On Thu, 13 Nov 2008 06:18:56 +0530
Balbir Singh <balbir@xxxxxxxxxxxxxxxxxx> wrote:

> Andrew Morton wrote:
> > On Thu, 13 Nov 2008 05:53:49 +0530
> > Balbir Singh <balbir@xxxxxxxxxxxxxxxxxx> wrote:
> >
> >> Andrew Morton wrote:
> >>> On Wed, 12 Nov 2008 12:26:56 +0900
> >>> KAMEZAWA Hiroyuki <kamezawa.hiroyu@xxxxxxxxxxxxxx> wrote:
> >>>
> >>>> +5.1 on_rmdir
> >>>> +set behavior of memcg at rmdir (Removing cgroup) default is "drop".
> >>>> +
> >>>> +5.1.1 drop
> >>>> + #echo on_rmdir drop > memory.attribute
> >>>> + This is default. All pages on the memcg will be freed.
> >>>> + If pages are locked or too busy, they will be moved up to the parent.
> >>>> + Useful when you want to drop (large) page caches used in this memcg.
> >>>> + But some of in-use page cache can be dropped by this.
> >>>> +
> >>>> +5.1.2 keep
> >>>> + #echo on_rmdir keep > memory.attribute
> >>>> + All pages on the memcg will be moved to its parent.
> >>>> + Useful when you don't want to drop page caches used in this memcg.
> >>>> + You can keep page caches from some library or DB accessed by this
> >>>> + memcg on memory.
> >>> Would it not be more useful to implement a per-memcg version of
> >>> /proc/sys/vm/drop_caches? (One without drop_caches' locking bug,
> >>> hopefully).
> >>>
> >>> If we do this then we can make the above "keep" behaviour non-optional,
> >>> and the operator gets to choose whether or not to drop the caches
> >>> before doing the rmdir.
> >>>
> >>> Plus, we get a new per-memcg drop_caches capability. And it's a nicer
> >>> interface, and it doesn't have the obvious races which on_rmdir has,
> >>> etc.
> >>>
> >> Andrew, I suspect that will not be easy, since we don't track address spaces
> >> that belong to a particular memcg. If page cache ends up being shared across
> >> memcg's, dropping them would impact both mem cgroups.
> >>
> >
> > walk the LRUs?
>
> We do that for the force_empty() interface we have. Although we don't
> differentiate between cache and RSS at the moment.
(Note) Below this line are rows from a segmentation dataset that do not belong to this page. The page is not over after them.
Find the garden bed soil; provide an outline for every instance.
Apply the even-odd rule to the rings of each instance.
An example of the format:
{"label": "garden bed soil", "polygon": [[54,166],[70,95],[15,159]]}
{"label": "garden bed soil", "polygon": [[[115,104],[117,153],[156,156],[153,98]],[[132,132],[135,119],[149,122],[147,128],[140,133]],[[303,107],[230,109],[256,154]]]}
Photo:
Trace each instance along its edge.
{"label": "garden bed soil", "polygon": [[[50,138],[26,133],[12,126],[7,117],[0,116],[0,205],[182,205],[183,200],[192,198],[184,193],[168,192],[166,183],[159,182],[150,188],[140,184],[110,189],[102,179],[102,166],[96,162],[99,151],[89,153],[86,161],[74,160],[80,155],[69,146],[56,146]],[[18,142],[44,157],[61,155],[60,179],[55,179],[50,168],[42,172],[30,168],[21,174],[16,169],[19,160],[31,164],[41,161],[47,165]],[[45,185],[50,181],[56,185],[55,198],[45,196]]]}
so.. what's wrong with using that (possibly with some
generalisation/enhancement)?

btw, mem_cgroup_force_empty_list() uses PageLRU() outside ->lru_lock.
That's racy, although afaict this race will only cause an accounting
error.

Or maybe not. What happens if
__mem_cgroup_uncharge_common()->__mem_cgroup_remove_list() is passed a
page which isn't on an LRU any more? boom?